Remote filter head, the 90 degree unions are actually a little closer aswell.
I have also employed some proper alloy hose separators
For comparison, here's a photo of the standard solution

21 June 2009
Session 291 - Oil pressure problem
A couple of weeks ago after I started my engine up for the first time I commenced to tune the fuel and igntion maps, etc. Whilst doing this I lost oil pressure which thankfully I noticed pretty much immediately and turned the engine off.
I have spent quite a bit of time over the last weekends, stripping down bits of engine to explore and remedy the problem. Cutting a very long story short the problem turned out to be quite literally the last thing I checked, the oil strainer. So convinvced that this was not the problem! Anyway it transpired that one of the Rover OEM strainer to block bolts was 2mm longer and that I had installed this in the threaded hole closest to the crank bearing cap! As these bolts were OEM I had note measured the lengths of the bolts of the threaded hole. Lesson here, never, never, never assume the bolts are correct even if OEM. Unfortunately the bolt was only 0.75mm too long meaning it would not have been obvious and torquing this bolt up would not employ suffient clamping force under the bolt head leading to the bolt loosening as it did.

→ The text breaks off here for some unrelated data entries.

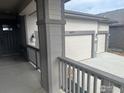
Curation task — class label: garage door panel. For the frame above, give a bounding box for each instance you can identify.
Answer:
[97,34,106,53]
[65,35,92,61]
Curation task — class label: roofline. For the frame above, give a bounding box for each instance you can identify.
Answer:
[65,10,115,24]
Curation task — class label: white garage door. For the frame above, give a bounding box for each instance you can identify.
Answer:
[97,34,106,53]
[65,35,92,61]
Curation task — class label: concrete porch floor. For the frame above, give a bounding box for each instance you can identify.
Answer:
[0,56,43,93]
[80,52,124,78]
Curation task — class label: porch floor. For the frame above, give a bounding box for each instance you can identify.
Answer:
[80,52,124,78]
[0,56,43,93]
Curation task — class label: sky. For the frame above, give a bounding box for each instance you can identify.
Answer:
[65,0,124,14]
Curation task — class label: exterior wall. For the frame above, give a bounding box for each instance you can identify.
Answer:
[97,34,106,53]
[65,35,92,61]
[21,1,109,61]
[65,17,109,61]
[97,23,109,54]
[65,18,97,32]
[26,13,38,47]
[109,26,124,49]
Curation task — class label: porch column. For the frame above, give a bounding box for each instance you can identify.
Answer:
[36,0,65,93]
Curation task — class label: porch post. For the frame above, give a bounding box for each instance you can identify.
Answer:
[36,0,65,93]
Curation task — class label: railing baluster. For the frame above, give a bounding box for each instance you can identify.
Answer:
[59,62,63,89]
[87,73,91,93]
[120,86,124,93]
[82,71,85,93]
[72,67,75,93]
[59,58,124,93]
[62,62,65,90]
[65,64,68,93]
[93,76,97,93]
[69,65,72,93]
[77,69,80,93]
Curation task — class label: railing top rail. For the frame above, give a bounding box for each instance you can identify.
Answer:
[58,57,124,86]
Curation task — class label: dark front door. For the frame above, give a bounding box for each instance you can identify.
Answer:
[0,20,19,56]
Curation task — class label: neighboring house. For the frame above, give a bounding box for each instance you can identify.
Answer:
[99,9,124,49]
[21,0,110,61]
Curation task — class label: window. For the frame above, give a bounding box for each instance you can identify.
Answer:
[2,25,13,31]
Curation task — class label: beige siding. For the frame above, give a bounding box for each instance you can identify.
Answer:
[65,35,92,61]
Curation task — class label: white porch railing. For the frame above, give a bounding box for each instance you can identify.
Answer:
[58,57,124,93]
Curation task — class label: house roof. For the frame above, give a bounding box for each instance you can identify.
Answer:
[65,10,115,23]
[98,9,124,26]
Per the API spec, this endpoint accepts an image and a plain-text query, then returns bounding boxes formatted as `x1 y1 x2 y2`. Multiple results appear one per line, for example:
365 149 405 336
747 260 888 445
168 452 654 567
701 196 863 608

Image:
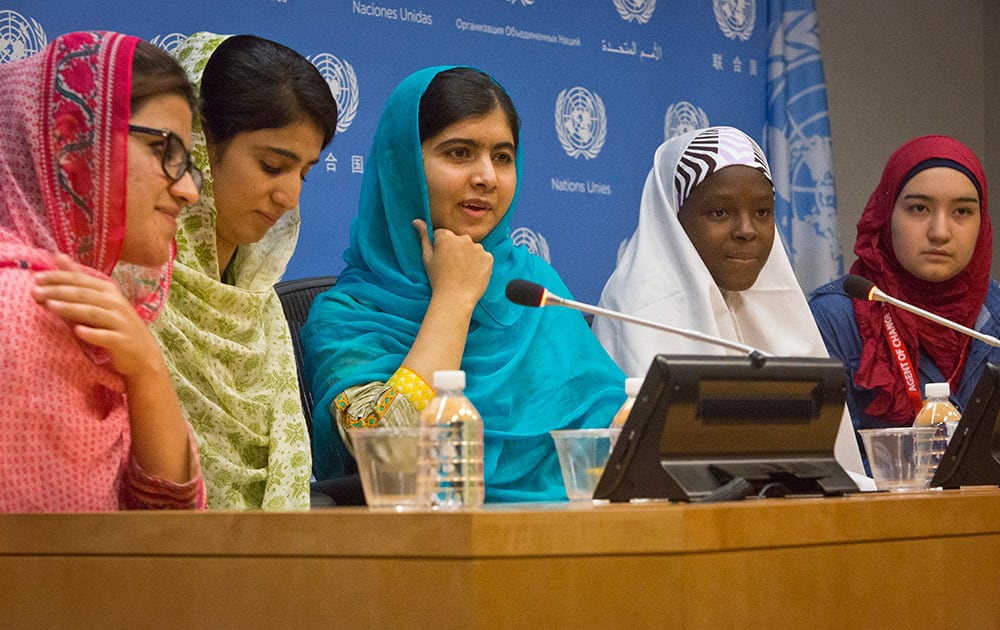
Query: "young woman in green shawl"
153 33 337 510
302 68 625 501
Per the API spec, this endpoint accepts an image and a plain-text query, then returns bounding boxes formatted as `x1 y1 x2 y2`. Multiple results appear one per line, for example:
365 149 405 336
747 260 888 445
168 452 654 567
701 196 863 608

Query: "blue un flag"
764 0 844 294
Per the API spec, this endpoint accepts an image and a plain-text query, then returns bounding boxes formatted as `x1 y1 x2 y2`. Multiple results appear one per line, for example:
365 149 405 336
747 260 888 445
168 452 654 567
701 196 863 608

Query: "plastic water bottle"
611 378 643 427
913 383 962 484
417 370 486 509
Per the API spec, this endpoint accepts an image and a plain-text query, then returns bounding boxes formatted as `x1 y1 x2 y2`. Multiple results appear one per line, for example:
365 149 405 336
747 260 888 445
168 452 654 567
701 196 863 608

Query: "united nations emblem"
712 0 757 42
614 0 656 24
663 101 708 140
0 11 48 63
309 53 358 133
149 33 187 53
510 227 552 263
764 11 844 293
555 86 608 160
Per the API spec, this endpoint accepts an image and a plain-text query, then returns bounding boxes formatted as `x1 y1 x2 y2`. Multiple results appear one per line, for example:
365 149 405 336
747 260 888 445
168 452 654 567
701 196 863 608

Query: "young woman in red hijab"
809 136 1000 440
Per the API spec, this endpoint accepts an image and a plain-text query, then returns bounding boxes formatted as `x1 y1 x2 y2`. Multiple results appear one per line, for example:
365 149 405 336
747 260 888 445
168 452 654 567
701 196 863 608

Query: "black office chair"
274 276 365 507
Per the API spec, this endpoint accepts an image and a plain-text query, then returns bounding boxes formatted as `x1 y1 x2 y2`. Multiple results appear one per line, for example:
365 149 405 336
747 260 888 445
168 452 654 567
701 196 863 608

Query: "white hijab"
593 127 864 472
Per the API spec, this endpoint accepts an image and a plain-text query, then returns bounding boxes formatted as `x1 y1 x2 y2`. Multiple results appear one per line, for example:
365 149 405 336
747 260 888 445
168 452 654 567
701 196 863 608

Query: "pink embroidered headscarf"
0 32 173 321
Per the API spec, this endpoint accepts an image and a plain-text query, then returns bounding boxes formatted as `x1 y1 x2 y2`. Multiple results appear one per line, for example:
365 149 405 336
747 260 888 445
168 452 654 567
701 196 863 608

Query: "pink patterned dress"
0 32 205 512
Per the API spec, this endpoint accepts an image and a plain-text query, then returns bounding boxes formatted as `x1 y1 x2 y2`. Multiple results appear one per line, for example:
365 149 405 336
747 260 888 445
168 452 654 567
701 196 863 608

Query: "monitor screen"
931 363 1000 488
594 355 857 501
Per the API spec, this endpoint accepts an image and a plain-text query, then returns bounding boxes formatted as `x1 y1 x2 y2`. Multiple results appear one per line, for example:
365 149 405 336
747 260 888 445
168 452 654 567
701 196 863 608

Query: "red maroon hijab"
851 136 993 424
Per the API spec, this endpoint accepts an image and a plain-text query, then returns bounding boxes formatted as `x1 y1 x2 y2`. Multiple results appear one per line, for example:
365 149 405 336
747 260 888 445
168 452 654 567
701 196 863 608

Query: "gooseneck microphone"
844 275 1000 348
507 280 770 367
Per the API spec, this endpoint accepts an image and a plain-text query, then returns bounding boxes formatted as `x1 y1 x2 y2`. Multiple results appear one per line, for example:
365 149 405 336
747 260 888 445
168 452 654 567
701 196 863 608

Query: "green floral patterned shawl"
153 33 312 510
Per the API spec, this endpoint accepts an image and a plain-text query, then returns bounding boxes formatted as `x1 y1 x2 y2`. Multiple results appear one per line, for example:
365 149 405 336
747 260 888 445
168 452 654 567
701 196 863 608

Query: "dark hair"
130 39 197 112
419 68 521 147
201 35 337 147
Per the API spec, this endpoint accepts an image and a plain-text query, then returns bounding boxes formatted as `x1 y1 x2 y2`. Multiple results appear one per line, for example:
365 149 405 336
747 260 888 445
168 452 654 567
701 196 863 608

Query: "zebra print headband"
674 127 774 212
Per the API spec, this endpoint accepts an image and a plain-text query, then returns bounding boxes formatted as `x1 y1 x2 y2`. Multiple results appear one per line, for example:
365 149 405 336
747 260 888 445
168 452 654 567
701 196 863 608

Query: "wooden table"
0 488 1000 630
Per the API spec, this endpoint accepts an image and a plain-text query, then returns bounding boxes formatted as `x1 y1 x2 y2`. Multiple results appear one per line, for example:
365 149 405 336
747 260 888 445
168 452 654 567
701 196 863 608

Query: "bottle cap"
924 383 951 398
434 370 465 389
625 378 645 396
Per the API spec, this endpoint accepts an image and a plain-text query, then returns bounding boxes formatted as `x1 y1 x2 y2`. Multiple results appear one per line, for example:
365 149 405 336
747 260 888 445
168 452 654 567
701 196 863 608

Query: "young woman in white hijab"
593 127 864 474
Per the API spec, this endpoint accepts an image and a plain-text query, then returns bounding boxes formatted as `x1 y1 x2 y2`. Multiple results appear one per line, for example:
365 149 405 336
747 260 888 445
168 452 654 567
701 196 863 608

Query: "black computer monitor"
594 355 858 502
931 363 1000 488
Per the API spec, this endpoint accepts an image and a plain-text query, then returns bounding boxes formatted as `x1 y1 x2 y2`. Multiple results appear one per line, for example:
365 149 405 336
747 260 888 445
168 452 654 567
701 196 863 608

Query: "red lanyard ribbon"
882 305 924 413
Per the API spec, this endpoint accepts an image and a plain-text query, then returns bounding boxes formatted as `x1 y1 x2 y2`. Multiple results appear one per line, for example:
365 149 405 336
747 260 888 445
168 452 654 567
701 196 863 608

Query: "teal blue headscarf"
302 67 625 501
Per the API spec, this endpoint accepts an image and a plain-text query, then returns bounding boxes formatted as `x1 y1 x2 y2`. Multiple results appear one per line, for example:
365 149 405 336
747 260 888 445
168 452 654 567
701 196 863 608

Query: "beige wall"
816 0 1000 277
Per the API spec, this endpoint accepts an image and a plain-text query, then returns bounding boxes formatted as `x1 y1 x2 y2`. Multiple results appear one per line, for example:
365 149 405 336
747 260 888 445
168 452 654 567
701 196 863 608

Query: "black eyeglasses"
128 125 202 191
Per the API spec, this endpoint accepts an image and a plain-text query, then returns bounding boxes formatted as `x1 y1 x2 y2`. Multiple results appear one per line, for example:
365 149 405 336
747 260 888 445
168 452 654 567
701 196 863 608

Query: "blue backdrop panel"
0 0 839 302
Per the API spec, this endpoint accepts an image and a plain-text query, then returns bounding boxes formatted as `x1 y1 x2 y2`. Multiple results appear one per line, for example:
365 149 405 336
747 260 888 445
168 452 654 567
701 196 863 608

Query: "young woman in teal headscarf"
303 67 625 501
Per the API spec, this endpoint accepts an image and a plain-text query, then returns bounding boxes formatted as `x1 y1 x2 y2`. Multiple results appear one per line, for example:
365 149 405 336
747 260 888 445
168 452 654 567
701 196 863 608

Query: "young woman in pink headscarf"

Today, I finished off re-assembling the engine, re-filling with oil, well expensive millers 20w50 racing oil. Re-fill of coolant. Engine was fired up again. It survived, whoah, what a strong engine. No more oil leaks.
27 June 2009
7 hours
Yesterday I discovered that the oil I was using 20w50 is for the earlier rovers with the cam driven oil pump. The crank driven oil pump can handle a lighter weight oil which gives better protection for winter starting; 10w40 semi synthetic. So I done a quick oil change, i.e only the sump oil, that's still 5 litres! I oiled my conical air filter with K&N oil. Changed my spark plugs, the others so quite fouled from sub-optimal tuning and they are cheap enough not to bother cleaning them! I used the opportunity to conduct a compression quick which indicated 195psi which is superb.
My main effort today was tuning the fuel mixture at idle and also improving cold start enrichment, etc. I suspect I will be doing some more tuning here but for now I think it is pretty optimal. A fellow member of the v8 forum was kind enough to email his map as a base for me to start. His engine configuration is very similar to mine although he used much bigger injectors which initially gave me problems trying to get the fuelling right.

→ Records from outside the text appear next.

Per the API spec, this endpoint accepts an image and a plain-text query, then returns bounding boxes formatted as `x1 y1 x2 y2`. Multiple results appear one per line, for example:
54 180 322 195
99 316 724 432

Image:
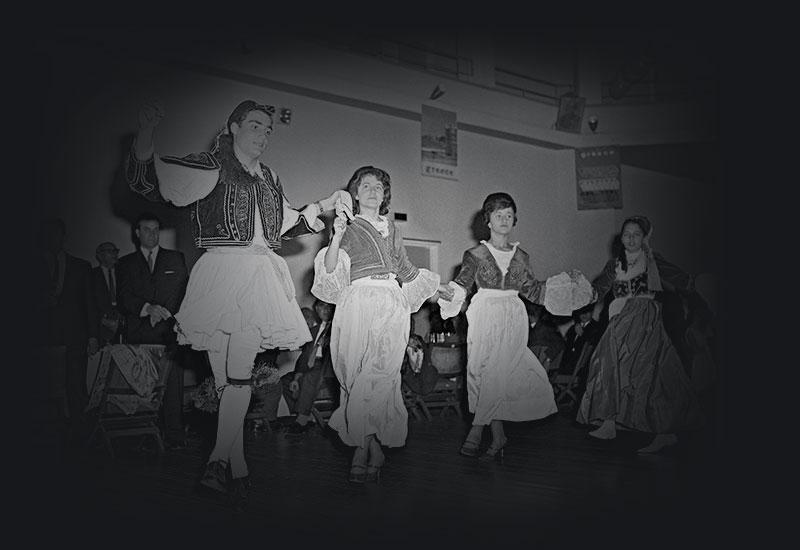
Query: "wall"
37 40 720 312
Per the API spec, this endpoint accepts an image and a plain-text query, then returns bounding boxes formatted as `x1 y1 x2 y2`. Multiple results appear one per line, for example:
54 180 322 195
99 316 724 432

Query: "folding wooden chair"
87 344 172 458
551 344 594 408
421 343 467 418
402 387 432 420
311 379 339 429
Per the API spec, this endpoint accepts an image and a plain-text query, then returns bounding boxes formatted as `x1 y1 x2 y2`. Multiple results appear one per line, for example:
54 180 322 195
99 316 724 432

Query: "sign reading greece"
422 105 458 180
575 145 622 210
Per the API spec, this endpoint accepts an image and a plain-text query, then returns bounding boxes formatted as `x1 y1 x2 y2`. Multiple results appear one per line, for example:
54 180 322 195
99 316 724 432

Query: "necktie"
308 321 328 369
108 267 117 305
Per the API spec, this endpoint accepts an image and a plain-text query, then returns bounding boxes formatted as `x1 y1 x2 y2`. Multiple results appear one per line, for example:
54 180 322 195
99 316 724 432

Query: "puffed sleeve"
124 142 220 206
453 250 478 291
403 268 440 313
436 250 478 319
389 221 440 313
311 246 350 304
519 262 545 304
389 224 422 286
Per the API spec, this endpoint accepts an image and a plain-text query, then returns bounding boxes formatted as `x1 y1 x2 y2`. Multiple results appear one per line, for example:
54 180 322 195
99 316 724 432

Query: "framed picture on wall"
403 237 442 273
556 96 586 134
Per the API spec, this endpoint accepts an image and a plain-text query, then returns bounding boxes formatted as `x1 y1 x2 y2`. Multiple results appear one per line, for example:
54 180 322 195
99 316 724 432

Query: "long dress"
439 241 592 425
577 254 700 433
311 216 439 447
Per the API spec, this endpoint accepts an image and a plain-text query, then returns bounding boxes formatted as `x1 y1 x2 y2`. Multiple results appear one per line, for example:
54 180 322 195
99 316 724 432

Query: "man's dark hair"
133 212 161 229
227 99 275 134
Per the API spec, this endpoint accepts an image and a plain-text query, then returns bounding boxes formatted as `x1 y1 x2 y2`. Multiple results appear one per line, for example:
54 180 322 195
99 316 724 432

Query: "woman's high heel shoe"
478 441 506 464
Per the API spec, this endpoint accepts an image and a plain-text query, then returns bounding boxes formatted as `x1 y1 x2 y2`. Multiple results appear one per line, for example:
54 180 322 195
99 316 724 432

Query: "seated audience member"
526 302 564 362
558 304 603 391
400 334 439 396
116 214 189 450
91 242 123 346
283 300 335 434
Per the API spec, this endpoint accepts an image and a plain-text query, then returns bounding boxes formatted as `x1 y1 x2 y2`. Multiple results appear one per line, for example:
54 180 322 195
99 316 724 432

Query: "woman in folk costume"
311 166 452 483
577 216 700 453
440 193 593 461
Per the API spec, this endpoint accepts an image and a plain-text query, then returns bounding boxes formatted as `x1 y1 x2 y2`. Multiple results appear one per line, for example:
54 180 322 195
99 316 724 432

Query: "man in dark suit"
117 214 189 449
36 218 99 439
558 304 604 391
284 300 334 434
91 242 122 346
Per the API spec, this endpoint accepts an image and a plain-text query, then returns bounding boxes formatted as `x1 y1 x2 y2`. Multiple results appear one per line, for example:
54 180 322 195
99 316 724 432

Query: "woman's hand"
439 284 456 302
333 214 347 239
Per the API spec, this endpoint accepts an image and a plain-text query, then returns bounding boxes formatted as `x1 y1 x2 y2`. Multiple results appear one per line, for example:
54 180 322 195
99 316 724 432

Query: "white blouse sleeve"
153 154 219 206
311 246 350 304
543 270 597 316
404 268 439 313
281 197 300 235
436 281 467 319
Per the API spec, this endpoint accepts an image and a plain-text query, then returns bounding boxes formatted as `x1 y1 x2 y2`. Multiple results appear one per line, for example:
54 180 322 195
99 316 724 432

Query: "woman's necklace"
625 250 642 269
489 241 512 252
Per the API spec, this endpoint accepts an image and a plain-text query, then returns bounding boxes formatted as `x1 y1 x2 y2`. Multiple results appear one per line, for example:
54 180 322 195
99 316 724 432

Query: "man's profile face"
231 111 272 160
136 220 161 249
97 243 119 267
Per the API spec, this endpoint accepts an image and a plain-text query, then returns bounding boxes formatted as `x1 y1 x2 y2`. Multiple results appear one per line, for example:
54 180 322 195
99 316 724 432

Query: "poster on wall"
422 105 458 180
575 145 622 210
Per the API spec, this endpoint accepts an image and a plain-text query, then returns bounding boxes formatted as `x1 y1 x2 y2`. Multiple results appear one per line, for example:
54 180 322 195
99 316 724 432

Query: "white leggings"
208 330 261 478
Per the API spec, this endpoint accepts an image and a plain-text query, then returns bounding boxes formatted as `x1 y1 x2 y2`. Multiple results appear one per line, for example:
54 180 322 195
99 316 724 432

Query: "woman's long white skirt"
467 288 558 425
328 278 411 447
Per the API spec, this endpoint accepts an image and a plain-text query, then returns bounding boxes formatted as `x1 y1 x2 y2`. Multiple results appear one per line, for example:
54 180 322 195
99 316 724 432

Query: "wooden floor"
33 406 724 548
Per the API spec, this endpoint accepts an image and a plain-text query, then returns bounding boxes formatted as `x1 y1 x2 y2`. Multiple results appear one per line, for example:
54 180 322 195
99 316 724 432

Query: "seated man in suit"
400 333 439 397
91 242 123 346
117 214 189 449
283 300 335 434
558 304 603 391
525 301 564 364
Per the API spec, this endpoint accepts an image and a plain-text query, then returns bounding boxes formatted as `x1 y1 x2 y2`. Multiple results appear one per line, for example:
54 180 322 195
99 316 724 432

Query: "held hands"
147 304 172 327
333 214 347 239
439 284 456 302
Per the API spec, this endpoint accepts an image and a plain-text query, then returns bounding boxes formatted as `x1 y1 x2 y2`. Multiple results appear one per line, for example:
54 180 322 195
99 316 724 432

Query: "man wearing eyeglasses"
91 242 122 346
125 100 349 504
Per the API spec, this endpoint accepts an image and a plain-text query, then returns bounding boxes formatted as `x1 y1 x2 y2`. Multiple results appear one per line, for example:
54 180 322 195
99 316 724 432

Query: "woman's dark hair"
614 216 652 271
483 193 517 225
347 166 392 216
227 99 275 134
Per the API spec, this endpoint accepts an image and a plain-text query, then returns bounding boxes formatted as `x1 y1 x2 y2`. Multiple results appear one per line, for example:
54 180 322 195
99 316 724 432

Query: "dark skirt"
577 298 700 433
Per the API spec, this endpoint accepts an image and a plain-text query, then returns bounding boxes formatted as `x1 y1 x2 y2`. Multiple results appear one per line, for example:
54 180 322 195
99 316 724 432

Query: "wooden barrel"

As I am super paronoid I decided to check the CO emissions from the exhaust using a loaned gas analyser. I did this to confirm that my lambda sensor and the readout are telling me the correct information. They were so close to one another it was unbelieveable!
Running engine up to temperature I observed that the radiator fan came on at 89degrees. Spot on.
I managed to drive the car out of the garage and back in again, only on idle as I still have the throttle bracket to make up. Idle is around 950rpm which was no problem even on my sloped drive.
Whilst the car was out of the garage I cleaned my garage floor it was a bit oily! I even cleaned the Westfield for the first time in 4 years, hadn't realized how yellow it was.